First and most important, an all party delegation of Indian parliamentarians should have preceded any visit by foreigners. Opposition representatives like Yashwant Sinha and Rahul Gandhi were denied free access, and Sitaram Yechury had to petition the Supreme Court before he could meet his colleague Mohammad Tarigami. You can’t both argue against the internationalisation of Kashmir and privilege outsiders over your own people.

There has been a lot of attention on the far-Right ideological leanings of most of the group. Six of them represent Marine Le Pen’s party in France. Le Pen once compared Muslims praying in the street to Nazi occupation.

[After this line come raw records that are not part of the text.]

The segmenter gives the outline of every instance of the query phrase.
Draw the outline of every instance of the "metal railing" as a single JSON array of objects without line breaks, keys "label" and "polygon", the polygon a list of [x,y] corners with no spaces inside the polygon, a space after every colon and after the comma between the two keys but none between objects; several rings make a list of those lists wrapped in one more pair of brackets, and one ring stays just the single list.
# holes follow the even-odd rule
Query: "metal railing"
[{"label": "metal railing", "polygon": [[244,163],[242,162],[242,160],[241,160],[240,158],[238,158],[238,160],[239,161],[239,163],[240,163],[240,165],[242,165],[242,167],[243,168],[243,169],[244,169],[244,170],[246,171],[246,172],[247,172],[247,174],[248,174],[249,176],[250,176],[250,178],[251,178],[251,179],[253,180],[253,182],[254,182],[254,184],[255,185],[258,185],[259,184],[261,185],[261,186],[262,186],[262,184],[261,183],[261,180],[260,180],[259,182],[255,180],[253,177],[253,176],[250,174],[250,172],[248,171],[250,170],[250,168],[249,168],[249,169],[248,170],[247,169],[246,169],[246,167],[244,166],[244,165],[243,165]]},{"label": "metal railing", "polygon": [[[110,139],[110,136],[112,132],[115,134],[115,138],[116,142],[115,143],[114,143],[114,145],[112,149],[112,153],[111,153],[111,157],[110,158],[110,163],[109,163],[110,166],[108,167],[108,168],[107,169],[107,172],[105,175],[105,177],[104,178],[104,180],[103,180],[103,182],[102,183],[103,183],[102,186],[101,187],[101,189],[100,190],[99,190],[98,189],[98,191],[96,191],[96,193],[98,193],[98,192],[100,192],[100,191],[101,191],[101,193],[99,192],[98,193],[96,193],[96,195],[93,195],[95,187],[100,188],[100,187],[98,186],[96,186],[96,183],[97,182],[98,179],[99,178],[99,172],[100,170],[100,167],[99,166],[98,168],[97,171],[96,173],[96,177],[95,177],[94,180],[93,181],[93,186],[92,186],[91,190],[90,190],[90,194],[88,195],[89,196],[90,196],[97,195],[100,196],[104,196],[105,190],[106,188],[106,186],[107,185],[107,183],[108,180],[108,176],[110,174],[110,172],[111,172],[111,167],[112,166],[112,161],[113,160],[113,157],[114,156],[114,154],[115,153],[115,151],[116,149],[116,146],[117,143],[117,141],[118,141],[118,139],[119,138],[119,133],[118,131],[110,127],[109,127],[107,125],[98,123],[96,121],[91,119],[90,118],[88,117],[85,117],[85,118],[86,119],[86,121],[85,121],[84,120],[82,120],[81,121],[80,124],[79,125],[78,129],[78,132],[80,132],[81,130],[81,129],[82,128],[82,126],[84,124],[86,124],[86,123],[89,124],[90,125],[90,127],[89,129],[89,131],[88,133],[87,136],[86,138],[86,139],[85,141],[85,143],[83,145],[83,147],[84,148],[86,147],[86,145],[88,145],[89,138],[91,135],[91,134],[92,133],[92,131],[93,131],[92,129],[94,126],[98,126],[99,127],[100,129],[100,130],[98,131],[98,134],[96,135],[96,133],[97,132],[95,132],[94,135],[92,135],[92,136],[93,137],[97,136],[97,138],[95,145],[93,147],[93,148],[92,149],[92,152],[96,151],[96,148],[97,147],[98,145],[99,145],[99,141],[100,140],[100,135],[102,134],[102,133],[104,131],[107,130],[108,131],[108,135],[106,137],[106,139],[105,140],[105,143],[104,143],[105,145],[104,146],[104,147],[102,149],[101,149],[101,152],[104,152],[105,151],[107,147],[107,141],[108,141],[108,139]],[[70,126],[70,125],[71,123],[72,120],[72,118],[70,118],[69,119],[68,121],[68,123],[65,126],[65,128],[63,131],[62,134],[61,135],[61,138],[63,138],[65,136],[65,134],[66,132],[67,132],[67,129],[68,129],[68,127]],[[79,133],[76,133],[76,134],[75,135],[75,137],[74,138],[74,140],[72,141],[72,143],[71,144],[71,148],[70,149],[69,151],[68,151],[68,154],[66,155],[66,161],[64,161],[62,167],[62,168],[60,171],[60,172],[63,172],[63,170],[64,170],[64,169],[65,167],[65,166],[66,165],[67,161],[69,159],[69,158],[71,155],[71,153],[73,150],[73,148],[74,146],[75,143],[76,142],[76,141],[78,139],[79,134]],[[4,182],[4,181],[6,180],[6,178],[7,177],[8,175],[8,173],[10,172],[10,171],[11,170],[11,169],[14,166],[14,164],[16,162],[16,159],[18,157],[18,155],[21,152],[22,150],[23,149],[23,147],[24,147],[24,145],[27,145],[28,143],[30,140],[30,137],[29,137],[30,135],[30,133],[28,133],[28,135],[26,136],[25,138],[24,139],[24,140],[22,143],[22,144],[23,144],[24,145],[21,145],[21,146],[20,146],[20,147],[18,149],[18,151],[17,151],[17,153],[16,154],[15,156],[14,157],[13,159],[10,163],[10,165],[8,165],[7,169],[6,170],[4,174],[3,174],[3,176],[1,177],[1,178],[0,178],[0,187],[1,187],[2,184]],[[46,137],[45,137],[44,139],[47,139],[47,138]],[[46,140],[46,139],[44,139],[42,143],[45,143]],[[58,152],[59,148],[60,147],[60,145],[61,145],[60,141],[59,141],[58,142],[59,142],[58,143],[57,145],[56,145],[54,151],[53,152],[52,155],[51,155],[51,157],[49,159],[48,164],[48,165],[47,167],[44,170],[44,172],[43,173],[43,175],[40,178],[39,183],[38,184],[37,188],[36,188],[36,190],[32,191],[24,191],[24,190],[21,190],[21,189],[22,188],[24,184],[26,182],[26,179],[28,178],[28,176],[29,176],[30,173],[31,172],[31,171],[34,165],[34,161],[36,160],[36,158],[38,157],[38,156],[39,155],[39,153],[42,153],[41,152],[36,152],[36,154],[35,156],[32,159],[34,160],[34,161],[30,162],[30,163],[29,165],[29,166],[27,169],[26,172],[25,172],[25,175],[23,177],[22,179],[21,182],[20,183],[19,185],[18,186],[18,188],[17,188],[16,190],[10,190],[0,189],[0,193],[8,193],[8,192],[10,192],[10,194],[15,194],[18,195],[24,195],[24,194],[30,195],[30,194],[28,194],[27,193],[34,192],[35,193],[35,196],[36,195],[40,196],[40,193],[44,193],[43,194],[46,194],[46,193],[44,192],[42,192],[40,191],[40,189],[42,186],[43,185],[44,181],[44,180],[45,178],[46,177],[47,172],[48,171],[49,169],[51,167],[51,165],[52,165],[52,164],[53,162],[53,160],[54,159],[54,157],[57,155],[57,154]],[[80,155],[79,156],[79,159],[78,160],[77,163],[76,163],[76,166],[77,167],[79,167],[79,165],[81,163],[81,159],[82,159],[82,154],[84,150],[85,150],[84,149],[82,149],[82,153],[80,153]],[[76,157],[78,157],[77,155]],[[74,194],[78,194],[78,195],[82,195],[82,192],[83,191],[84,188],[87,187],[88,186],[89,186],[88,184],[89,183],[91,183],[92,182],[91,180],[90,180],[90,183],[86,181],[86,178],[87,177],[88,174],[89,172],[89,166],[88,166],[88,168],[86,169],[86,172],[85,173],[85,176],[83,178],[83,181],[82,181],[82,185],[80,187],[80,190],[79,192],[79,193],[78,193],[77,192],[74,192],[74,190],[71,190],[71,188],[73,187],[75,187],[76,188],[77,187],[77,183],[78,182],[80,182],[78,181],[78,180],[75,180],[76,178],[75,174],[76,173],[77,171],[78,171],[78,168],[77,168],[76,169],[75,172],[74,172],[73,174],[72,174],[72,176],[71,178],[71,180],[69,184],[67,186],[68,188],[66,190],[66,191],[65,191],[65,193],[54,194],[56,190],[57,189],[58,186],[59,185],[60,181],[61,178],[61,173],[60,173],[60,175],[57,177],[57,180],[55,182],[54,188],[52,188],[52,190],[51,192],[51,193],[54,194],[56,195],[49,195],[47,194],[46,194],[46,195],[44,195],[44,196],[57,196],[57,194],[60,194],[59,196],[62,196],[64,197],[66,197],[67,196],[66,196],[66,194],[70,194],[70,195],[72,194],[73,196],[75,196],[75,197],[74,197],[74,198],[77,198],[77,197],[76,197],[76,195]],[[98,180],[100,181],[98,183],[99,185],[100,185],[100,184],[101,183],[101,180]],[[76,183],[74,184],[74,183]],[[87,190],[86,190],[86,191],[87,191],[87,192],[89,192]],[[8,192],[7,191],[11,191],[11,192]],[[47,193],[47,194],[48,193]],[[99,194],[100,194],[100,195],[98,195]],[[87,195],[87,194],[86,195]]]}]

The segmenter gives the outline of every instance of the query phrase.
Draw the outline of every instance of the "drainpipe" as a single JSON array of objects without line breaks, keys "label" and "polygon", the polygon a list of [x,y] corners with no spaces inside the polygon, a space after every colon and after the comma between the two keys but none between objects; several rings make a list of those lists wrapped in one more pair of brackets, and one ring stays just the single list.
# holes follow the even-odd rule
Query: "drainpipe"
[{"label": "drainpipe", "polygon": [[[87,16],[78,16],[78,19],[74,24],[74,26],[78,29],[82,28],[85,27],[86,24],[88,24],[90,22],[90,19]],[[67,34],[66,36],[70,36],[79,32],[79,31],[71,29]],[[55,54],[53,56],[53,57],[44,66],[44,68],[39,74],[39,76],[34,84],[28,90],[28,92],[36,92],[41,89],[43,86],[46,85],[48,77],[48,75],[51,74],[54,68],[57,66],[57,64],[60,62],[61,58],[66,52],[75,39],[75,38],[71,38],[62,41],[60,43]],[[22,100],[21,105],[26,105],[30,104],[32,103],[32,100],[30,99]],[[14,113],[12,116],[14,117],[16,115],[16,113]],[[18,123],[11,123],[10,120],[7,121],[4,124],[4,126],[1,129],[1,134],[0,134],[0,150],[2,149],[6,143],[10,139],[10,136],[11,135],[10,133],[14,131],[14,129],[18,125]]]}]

Then there are members of Italy’s Lega Nord, whose leader likened African immigrants to slaves. If the aim is to address negative global mentions, there could have been a smarter mix of affiliations in those invited. Or better still, ambassadors and high commissioners already posted in India could have been taken.

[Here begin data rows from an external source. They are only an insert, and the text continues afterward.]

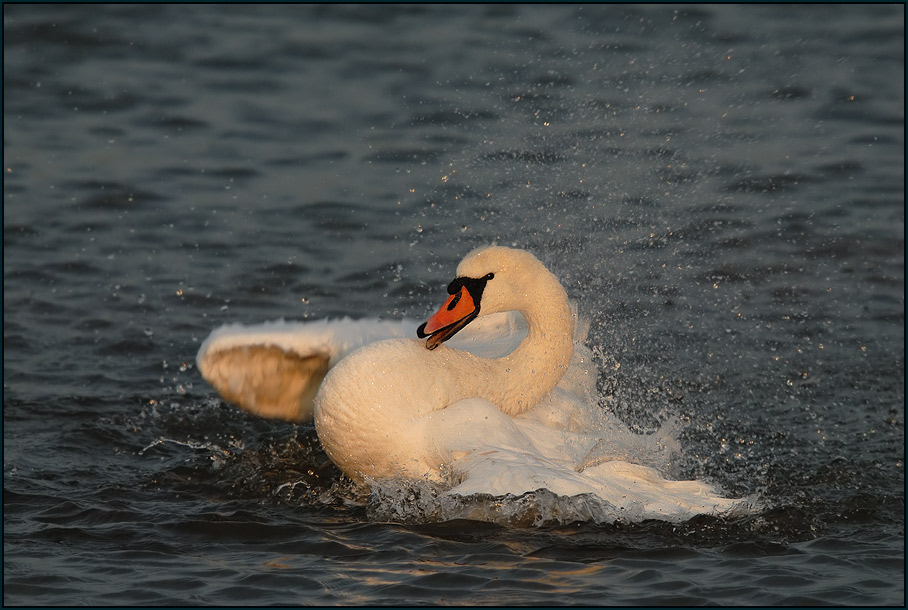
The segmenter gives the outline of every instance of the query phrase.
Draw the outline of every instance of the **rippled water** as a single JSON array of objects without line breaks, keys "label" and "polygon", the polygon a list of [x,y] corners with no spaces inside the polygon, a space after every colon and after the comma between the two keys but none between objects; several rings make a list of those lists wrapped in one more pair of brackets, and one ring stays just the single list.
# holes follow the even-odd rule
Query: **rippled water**
[{"label": "rippled water", "polygon": [[[6,604],[904,604],[903,6],[22,4],[3,36]],[[364,494],[193,367],[225,322],[424,317],[493,240],[592,320],[602,408],[766,508]]]}]

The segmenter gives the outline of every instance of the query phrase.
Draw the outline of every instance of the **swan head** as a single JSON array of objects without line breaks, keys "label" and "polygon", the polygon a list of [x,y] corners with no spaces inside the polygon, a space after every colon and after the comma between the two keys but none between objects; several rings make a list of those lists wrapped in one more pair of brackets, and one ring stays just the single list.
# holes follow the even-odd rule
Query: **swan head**
[{"label": "swan head", "polygon": [[[564,295],[557,278],[525,250],[488,246],[477,248],[457,266],[448,284],[444,305],[416,329],[426,348],[435,349],[480,315],[517,310],[527,314],[537,299],[540,284],[551,284]],[[565,297],[566,299],[566,297]]]}]

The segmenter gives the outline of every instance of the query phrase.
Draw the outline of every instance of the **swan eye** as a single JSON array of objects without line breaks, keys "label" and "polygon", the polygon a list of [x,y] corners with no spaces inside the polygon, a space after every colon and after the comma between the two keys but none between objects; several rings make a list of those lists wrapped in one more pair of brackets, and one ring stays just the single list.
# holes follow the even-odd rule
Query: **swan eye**
[{"label": "swan eye", "polygon": [[457,304],[460,303],[460,295],[462,295],[462,294],[463,294],[462,292],[458,292],[457,296],[455,296],[453,299],[451,299],[451,302],[448,303],[448,311],[451,311],[452,309],[457,307]]}]

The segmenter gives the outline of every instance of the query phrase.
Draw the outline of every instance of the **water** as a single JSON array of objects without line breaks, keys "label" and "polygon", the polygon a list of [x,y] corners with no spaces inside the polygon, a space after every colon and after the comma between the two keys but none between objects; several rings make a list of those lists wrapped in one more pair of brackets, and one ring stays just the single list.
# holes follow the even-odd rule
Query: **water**
[{"label": "water", "polygon": [[[4,6],[6,604],[903,605],[904,7]],[[371,495],[193,366],[533,250],[756,515]],[[466,510],[466,509],[465,509]],[[478,511],[478,512],[476,512]]]}]

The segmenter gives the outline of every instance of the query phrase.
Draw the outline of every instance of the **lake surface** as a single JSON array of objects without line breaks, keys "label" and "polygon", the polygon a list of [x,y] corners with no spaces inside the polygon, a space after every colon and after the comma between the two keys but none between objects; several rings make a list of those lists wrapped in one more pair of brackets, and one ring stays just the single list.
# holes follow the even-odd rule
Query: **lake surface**
[{"label": "lake surface", "polygon": [[[904,6],[3,10],[5,604],[904,605]],[[195,369],[491,242],[758,514],[464,519]]]}]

But my primary problem is not who leans on the Right, Left or Centre of the spectrum; it is that non-Indians shouldn’t have more access to meeting police, military and civil society today, than India’s elected leaders.

How does this reconcile with the India-first nationalism of the Bharatiya Janata Party?

One of the members of the delegation, Nicolaus Fest, clearly discomfited by the controversy even said that local Opposition parliamentarians must get the same access as they were given.

The other huge embarrassment has been the dodgy antecedents of the host and organisers of the delegation — Madi Sharma and the Srivastava group. Remember the lawmakers were here on a private visit. But given that the prime minister and national security adviser both met Sharma and the members of the European Parliament, there was a heightened interest in discovering who exactly this international woman of mystery is .

There are no simple answers. She doesn’t help the case by describing herself as an “international business broker”. A cursory glance at her personal website reveals links to multiple companies of the “Madi group”, but when you click on them, there is no functional site. In a Tedx talk, Madi describes herself as “the most successful woman in the world”. It’s just that no one knows who she is and exactly what she does. Is Madi even her actual name? The site says she runs centres called “Make a Difference Idea” (MADI). So, is the name an acronym or the coinage just a clever pun?

Sharma wrote an article on the Article 370 abrogation in a publication called EP Today. The publication’s registered address in Brussels and that of Srivastava group, the sponsors of the EU MP’s visit, is identical. Earlier this month, The Guardian reported that the EU Disinformation Task force had outed EP Today as a “lobbying platform presented as a serious news outlet”.

It takes less than an hour online to discover all this. Which makes you wonder why government agencies did not vet Sharma and the Srivastavas before giving them the thumbs-up on the visit.

The foreign ministry spokesperson was left answering tricky media questions on the Kashmir trip by the Europeans. But privately, external affairs ministry officials say they were not kept in the loop.

At the moment no one wants ownership of Madi Sharma and the Srivastava group.

The lawmakers have endorsed India’s position on Kashmir by underlining that Article 370 is an internal issue or calling out terrorism. But the manner in which the trip was put together, the ambiguity around its hosts and the fact that peaceful political activity remains out of bounds for Indians, including Kashmir’s own mainstream, undoes the gains the government would have hoped for.